Aus den Kliniken

Grundlegend neuer Mechanismus der Blutkrebsbiologie entdeckt

22.09.2023 - In einer wegweisenden Studie hat ein Team des Universitätsklinikums Ulm in Zusammenarbeit mit Forschenden der Universität Ulm einen neuen Angriffspunkt für die Behandlung der Akuten Myeloischen Leukämie (AML) identifiziert.

Die Wissenschaftlerinnen und Wissenschaftler konnten zeigen, dass die Tumorzellen Werkzeuge benötigen, um ungehindert wachsen zu können. Die Studie könnte neue Ansatzpunkte für die Behandlung der aggressiven Blutkrebsform AML ergeben, die häufig im höheren Lebensalter auftritt und immer noch eine sehr schlechte Überlebensprognose hat. Die Ergebnisse wurden in der renommierten Fachzeitschrift „Blood“ veröffentlicht.

Noch immer ist die Chance, eine im höheren Lebensalter diagnostizierte AML zu überleben, schlecht. Daten aus den USA belegen, dass für Patientinnen und Patienten in der Altersgruppe von 60 bis 69 Jahren, die zwischen 2010 und 2017 behandelt wurden, die Überlebensrate nach fünf Jahren nur 22 Prozent beträgt, für über 70-Jährige liegt sie bei 5 Prozent. Neue Therapien für AML werden deshalb dringend benötigt. Einen möglichen Ansatz dafür haben die Ulmer Wissenschaftlerinnen und Wissenschaftler in der Funktion des Proteins PIWIL4 gefunden. „Unsere Forschung zeigt, dass PIWIL4 eine entscheidende Rolle für das Überleben und Wachstum von AML-Zellen spielt, während gesunde Blutzellen darauf verzichten können“, erklärt Erstautor Dr. Shiva Bamezai vom Institut für Experimentelle Tumorforschung am Universitätsklinikum Ulm.

Das Forschungsteam konnte erstmals nachweisen, dass PIWIL4 als Enzym fungieren und so genannte R-Loops in den AML-Zellen abbauen kann. R-Loops sind dreisträngige Nukleinsäurestrukturen, die während der Transkription von DNA in RNA entstehen können. Sie können die DNA schädigen und sogar zum Zelltod führen.

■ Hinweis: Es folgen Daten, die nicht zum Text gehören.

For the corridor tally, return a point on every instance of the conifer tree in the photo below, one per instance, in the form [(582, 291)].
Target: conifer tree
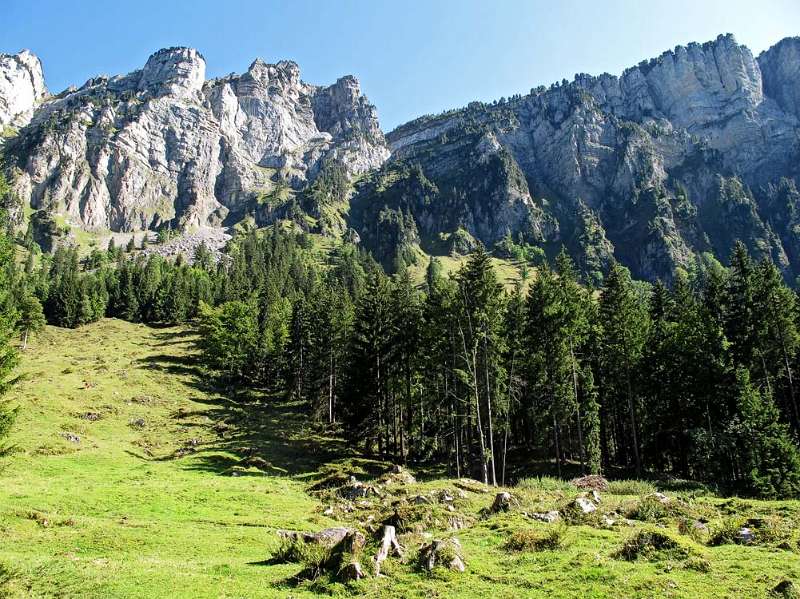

Wenn nicht genügend abbauende Enzyme zur Verfügung stehen, häufen sich solche R-Loops an und blockieren die DNA-Replikation und Transkription in den Krebszellen. „Durch den R-Loop-Abbau ermöglicht PIWIL4 das ungehinderte Wachstum der Leukämiezellen“, ergänzt Bamezai.

Die gezielte Blockade von PIWIL4 führte im Experiment zu einem vermehrten Absterben der AML-Zellen durch R-Loop-Akkumulation. Um diese Schäden zu reparieren, sind die AML-Zellen auf den so genannten ATR-Signalweg angewiesen – und dieser kann durch Medikamente unterdrückt werden. „Wir konnten einen Ansatzpunkt aufzeigen, um die Krebszellen gezielt zu schwächen, indem wir den R-Loop blockieren“, fasst Professor Christian Buske zusammen. Der Ärztliche Direktor des Instituts für Experimentelle Tumorforschung hat für die Studie zusammen mit Professor Vijay Rawat ein internationales Team koordiniert. Wie bereits eine frühere Studie im Mausmodell zeigte, ist PIWIL4 für gesunde Blutzellen verzichtbar, seine Blockade schadet ihnen also nicht.

Die Forscherinnen und Forscher arbeiteten mit mehreren Partnern zusammen, unter anderem mit der Core Unit Massenspektrometrie und Proteomics der Uni Ulm, die modernste Proteomforschung zur Identifizierung und Quantifizierung von Proteinen anbietet. Auch mit der Harvard Medical School in den USA gab es eine Kooperation. Die Studie wurde von der Deutschen Forschungsgemeinschaft gefördert.